With so many considerations, we asked South Wales Police how they selected the correct vehicle for the job.
A spokesman explained: “South Wales Police and other police forces across the UK work within the Blue Light Commercial Services Framework.
“The rule is to identify the vehicles required, and place these into their respective lots allowing a number of vehicles to be chosen. South Wales Police currently operates 941 vehicles; 442 marked and 489 unmarked.
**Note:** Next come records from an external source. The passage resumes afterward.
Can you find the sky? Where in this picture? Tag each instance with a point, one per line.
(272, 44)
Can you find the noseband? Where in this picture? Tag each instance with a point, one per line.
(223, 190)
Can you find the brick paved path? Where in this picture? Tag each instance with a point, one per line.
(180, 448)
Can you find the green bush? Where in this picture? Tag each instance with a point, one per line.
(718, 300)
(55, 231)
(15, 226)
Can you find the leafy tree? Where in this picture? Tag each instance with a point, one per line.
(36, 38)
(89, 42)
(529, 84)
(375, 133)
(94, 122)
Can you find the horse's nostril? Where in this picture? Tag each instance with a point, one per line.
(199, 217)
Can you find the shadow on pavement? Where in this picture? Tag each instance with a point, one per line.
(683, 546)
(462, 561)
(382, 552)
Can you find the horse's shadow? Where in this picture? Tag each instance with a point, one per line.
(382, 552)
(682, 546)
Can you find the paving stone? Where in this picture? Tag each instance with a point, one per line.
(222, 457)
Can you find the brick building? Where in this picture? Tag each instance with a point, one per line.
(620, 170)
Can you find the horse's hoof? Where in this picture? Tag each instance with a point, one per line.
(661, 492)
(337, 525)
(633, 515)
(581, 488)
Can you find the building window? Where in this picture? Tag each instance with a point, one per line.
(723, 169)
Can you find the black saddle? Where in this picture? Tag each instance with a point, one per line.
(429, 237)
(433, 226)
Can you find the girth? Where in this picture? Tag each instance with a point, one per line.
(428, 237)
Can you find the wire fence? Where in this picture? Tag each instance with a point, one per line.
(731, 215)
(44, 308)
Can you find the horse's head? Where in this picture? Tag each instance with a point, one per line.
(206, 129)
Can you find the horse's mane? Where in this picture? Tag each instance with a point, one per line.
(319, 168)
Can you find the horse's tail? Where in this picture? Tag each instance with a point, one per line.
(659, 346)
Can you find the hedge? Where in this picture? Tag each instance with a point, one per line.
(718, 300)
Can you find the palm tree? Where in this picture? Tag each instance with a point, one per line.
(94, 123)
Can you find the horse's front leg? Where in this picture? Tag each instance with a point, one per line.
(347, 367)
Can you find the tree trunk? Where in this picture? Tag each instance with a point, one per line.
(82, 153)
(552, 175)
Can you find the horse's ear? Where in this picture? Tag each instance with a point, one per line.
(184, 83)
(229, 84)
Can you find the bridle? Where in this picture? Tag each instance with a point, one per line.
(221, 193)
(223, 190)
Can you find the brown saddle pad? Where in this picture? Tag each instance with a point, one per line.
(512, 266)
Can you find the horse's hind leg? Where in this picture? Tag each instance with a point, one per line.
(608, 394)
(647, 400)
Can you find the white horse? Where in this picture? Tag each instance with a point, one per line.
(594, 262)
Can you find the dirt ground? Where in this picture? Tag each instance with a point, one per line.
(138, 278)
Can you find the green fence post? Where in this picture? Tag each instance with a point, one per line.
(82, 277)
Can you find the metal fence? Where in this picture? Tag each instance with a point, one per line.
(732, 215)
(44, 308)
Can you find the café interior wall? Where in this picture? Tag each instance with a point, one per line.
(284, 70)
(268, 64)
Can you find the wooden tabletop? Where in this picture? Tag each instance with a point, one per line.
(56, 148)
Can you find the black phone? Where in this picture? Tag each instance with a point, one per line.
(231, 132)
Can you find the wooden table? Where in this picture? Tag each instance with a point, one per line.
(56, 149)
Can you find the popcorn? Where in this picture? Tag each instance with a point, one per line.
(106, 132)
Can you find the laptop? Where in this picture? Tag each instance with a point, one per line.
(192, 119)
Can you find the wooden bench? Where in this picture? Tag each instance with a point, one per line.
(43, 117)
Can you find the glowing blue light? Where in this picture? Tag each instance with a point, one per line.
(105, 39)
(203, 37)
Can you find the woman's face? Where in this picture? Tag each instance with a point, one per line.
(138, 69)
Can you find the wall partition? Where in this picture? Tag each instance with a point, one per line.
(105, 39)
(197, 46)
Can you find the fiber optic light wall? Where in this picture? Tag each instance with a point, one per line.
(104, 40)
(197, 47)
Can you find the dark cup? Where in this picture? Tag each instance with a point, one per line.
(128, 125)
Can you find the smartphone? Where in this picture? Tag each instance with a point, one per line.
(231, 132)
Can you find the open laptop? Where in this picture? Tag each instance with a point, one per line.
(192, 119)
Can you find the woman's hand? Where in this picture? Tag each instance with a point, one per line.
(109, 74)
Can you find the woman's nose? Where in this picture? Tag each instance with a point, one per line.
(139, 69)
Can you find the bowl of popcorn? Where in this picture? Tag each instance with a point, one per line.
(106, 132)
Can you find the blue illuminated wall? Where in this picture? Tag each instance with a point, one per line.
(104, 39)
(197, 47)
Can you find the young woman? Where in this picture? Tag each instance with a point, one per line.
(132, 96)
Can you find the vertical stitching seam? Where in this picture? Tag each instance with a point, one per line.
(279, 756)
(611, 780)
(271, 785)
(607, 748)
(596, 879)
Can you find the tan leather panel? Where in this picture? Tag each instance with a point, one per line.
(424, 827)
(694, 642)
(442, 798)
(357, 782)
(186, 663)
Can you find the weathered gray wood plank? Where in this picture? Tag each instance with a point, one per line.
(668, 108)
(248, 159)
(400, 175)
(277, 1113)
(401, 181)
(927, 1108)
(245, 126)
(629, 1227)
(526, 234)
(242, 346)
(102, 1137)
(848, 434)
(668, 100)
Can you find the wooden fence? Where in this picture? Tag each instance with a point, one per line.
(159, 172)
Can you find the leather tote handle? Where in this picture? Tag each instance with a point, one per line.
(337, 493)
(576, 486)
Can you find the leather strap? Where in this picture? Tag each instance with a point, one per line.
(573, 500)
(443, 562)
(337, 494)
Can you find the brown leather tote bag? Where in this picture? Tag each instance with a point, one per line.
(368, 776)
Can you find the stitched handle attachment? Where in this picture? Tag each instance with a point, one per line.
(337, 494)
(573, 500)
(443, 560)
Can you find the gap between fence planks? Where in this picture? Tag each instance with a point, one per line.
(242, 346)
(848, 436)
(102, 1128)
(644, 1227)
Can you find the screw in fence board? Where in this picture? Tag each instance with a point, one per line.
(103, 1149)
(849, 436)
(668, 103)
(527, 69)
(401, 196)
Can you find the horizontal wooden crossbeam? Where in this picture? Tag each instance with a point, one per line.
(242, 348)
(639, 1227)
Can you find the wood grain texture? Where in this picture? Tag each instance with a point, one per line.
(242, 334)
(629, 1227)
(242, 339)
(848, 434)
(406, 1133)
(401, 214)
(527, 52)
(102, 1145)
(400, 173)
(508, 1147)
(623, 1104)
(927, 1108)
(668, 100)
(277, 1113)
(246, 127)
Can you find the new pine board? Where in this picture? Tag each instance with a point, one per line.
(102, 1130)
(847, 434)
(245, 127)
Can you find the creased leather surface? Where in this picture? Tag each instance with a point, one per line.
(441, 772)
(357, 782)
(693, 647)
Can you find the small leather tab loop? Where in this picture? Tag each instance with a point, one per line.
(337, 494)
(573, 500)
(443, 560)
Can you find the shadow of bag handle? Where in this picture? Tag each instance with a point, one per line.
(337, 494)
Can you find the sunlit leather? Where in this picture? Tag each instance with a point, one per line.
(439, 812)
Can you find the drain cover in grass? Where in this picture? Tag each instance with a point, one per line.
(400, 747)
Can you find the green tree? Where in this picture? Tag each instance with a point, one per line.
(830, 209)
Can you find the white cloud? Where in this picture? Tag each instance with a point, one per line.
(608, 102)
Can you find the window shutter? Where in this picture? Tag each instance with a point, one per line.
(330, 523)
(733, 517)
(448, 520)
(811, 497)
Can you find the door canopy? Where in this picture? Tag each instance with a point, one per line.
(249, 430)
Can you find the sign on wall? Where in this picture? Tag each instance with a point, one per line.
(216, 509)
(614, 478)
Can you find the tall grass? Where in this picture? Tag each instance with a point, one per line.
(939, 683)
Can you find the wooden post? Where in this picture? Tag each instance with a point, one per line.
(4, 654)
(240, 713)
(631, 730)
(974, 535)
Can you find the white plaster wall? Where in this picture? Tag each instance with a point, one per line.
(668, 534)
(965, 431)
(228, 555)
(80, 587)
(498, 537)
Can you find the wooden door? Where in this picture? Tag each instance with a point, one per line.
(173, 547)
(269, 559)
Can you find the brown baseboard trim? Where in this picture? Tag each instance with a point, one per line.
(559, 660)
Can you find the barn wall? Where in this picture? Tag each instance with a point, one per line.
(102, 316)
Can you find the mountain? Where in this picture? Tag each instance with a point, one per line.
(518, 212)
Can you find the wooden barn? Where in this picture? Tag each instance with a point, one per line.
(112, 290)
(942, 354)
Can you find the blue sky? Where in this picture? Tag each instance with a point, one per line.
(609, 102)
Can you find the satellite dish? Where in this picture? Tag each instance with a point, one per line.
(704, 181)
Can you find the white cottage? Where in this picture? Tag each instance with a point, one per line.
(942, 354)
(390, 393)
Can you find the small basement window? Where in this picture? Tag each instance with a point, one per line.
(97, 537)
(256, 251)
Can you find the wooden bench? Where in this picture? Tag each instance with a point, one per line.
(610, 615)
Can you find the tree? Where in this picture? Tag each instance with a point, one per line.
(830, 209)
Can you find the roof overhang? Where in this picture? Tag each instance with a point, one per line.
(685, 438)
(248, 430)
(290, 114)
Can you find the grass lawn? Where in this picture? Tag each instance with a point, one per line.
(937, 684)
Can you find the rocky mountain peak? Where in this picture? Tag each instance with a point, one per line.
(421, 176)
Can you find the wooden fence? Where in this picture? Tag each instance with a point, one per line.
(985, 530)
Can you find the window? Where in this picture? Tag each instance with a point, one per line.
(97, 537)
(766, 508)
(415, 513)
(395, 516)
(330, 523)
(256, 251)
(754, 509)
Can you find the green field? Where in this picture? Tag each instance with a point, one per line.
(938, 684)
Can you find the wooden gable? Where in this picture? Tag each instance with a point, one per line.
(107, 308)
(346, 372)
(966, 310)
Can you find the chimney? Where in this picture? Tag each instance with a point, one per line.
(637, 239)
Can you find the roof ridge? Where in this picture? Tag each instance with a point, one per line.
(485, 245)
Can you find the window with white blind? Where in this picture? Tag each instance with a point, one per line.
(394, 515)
The other 10 are trailers or plant vehicles.”
The Government, and in particular David Cameron when he was leader, criticised the police for selecting too many high performance cars, but those decisions are always justified as the spokesman said: “High performance vehicles are limited in availability. Marked high performance vehicles are either a BMW B57 (Estate) or a Volvo V90.
“The high performance vehicles can be amended for unmarked vehicles, however the power to weight ratio is taken into consideration.”
All in all, the transformation from showroom model to fully dressed emergency vehicle is quite a lengthy process with lots of decision-making along the way.